A few years ago, he commissioned a paper claiming that so-called alternative medicine could save the British health service a lot of money. I protested against this – Charles accused me of leaking it to The Times before it was published. My university launched an investigation, which eventually found me innocent, but it led to the demise of my department. That caused me to retire two years early.

So Charles managed to close down the only research unit in the world that conducted critical and systematic research into so-called alternative medicine. Most researchers in this field only want to confirm their own prejudices and not disprove hypotheses. This is a serious misunderstanding of how science works. If someone reports only positive results for their favorite therapy in all conditions, something is wrong.

Some people say that homeopathy should not be researched because nothing positive can come out of it anyway.

There are certainly some SCAMs that are so nonsensical that they should not be researched, as is currently the case with homeopathy. I put it this way because I have researched homeopathy myself and, from my point of view, the situation was not so crystal clear 30 years ago.

Would you say that you have approached the matter with a sufficiently open mind?

No one can be completely unbiased. That’s why it’s important to do science properly, then you minimize bias as much as possible.
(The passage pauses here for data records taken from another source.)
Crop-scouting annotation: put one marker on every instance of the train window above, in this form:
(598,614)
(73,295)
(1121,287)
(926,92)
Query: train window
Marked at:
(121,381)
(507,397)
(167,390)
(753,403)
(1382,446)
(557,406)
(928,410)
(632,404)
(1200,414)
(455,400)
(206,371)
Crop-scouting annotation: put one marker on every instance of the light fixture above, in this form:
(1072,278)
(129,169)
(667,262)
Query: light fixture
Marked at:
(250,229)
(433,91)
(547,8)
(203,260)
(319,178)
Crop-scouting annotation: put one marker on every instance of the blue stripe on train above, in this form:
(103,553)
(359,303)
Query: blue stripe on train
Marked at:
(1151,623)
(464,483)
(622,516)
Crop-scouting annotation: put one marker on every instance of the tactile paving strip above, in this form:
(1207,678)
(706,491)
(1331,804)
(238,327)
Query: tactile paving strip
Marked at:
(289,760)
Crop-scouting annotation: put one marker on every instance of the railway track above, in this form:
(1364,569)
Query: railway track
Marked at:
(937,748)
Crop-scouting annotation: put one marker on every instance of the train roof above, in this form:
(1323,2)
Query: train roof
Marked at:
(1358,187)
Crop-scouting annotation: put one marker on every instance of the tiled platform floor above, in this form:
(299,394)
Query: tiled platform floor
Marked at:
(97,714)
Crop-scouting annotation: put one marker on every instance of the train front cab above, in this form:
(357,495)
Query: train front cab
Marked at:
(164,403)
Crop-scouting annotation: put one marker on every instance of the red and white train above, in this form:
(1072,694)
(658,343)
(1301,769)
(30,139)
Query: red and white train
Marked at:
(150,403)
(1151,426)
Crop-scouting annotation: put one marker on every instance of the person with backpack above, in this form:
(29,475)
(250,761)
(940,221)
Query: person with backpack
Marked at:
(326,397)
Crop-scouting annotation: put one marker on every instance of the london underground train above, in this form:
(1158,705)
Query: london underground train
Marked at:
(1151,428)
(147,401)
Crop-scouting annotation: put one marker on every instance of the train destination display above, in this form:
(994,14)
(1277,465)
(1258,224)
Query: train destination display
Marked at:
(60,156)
When I took up my position at Exeter in 1993, I was perhaps somewhat biased towards homeopathy in a positive sense, because I had learned and used it myself, as well as other alternative medicine methods. The fact that the results then turned out to be negative in the vast majority of cases initially depressed me. But I have to live with that.

Every researcher prefers positive results, also because they are easier to publish. It was clear to me that, if I had succeeded in proving homeopathy right, I wouldn’t get one Nobel Prize, but two. Who wouldn’t want that?

(The interview was conducted by Hinnerk Feldwisch-Drentrup.)